Entre moi et la Suisse, il y a une partie genre grande vallée, pas vraiment de reliefs, ou alors pas bien exposés par rapport à la brise, vide de cumulus, le truc pas engageant, le truc ou tu risques de poser…Le truc où tu sais qu’en plus le stop va pas bien marcher, le truc avec plein d’usines et du béton, pas beau, moche, je veux pas aller dedans !! Je cherche des solutions….Varan . ouaip, Varan, c’est sûr que ça le fait (il y a un gros cum dessus) mais c’est un peu loin et pas du tout sur l’axe que je me suis fixé (vent dans le dos) et en plus il y a beaucoup de neige tout le long avant d’y arriver. j’élimine Varan.
je vois une voile de compète devant au loin sur la plaine. le mec arrive du lac léman…je comprends pas d’où il arrive et il est haut en plus (plus tard, assis devant l’ordi à la maison en regardant les traces du jour, je comprendrais que des mecs (Joanna était pas là) sont passé à ma gauche, au dessus de petits sommets, là où il y a moins de neige, et que visiblement, c’est passé super bien.) Je trouve pas de solution facile. … et puis en observant, je reconnais au loin ces montagnes. j’ai fait des compètes ici. je cherche le nom du quartier, impossible de me souvenir, mais c’est sûr à 100 % si je rejoins la falaise là bas, (Ndlr : le Criou) je pourrais me coller sous le nuage (il ne reste plus beaucoup d’autres nuages ).
Faut que j’arrive là bas. Je reconnais le coin, il y a moyen de se refaire sur la crête intermédiaire, je le sais, je me rappelle, c’est un coin où la brise est soutenue, mais ça va me permettre de pousser jusqu’au pied de cette falaise ouest exposé pleine brise (toujours Le Criou), celle qui va me sauver la vie ! j’y crois. C’est ok, décidé, pas de regret, je pars en transition direct au dessus de la vallée pas engageante.
Et ça se passe bien ! magique ce vol ! Plus j’avance et plus je sens que ça va passer, je vais arriver à raccrocher. Un peu avant, je vois un bi qui sort de la station de ski à côté de moi (plus bas , beaucoup plus bas) et qui fonce au même endroit que moi. Cool, ça va faire un indicateur. (y avait pas vraiment besoin mais en fin de vol, le moral est plus aussi puissant qu’au début alors, on se cherche des points positifs !) L’indicateur arrive sur la face pas longtemps avant moi, l’indicateur se met à monter disons particulièrement bien, (c’était exactement ce qui était prévu, une base de lancement pour la lune ce Criou) j’arrive aussi et peux enfin profiter du mélange de joie et d’appréhension (je fatigue) que de monter dans un thermique ou le vario passe de +3 à +5 puis à +2 puis de nouveau fort puis…. bref, je fatigue mais j’en ai rien à battre, çA MONTE !!!!!! Vive la montée !!!, Go to the moon, go to the Suisse, go ! go ! go !

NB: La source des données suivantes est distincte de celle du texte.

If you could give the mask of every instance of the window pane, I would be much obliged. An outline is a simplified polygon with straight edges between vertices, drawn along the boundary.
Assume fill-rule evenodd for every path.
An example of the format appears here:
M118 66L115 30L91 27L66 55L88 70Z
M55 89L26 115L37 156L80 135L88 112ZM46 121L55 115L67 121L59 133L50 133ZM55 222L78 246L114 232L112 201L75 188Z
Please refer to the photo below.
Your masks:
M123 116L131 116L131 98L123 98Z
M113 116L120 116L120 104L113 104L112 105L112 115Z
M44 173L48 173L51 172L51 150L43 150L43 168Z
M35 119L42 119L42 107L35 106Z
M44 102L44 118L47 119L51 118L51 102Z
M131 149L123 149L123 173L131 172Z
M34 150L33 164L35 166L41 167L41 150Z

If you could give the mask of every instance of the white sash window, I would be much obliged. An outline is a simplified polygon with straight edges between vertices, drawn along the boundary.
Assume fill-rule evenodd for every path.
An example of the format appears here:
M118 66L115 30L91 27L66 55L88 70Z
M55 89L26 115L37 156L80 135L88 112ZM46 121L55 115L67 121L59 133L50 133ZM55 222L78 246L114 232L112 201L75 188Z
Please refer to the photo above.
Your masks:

Bon, je suis sous le nuage, je vois un nouveau paysage (à ma droite, du beau, grosses et hautes montagnes avec des sommets aux environ de 3000 , grosses faces enneigées, du blanc partout, pas de traces de vie humaine, rien que de la montagne) . Je comprends que la route vers la droite (le sud) c’est niet. Devant ? bof, c’est tellement haut ces reliefs, coincés contre la base des nuages que je vais à peine pouvoir passer. Ok, ce sera donc un petit détour par la gauche. Let’sgo !
Tiens, ça , c’est la Suisse, la vallée qui apparaît, c’est la suisse. problème, même en étant collé sous le cum à 3000, je suis à peine au dessus du relief, et après, ça descend, donc…je vais être sous le vent….===> Calcul . Tout parapentiste plongé sous le vent à une chance de s’en sortir sans se poser (vivant) inversement proportionnelle à la vitesse du vent qui va le faire descendre au fond de cette vallée… solution : coller le relief du bord de vallée , et se dire que le vent est pas si fort. (c’est vent +brise) . En fait, il est pas fort…10 ou 15 km/h environ, pour la survie, ça va le faire, pour ne pas se poser, faudra assurer !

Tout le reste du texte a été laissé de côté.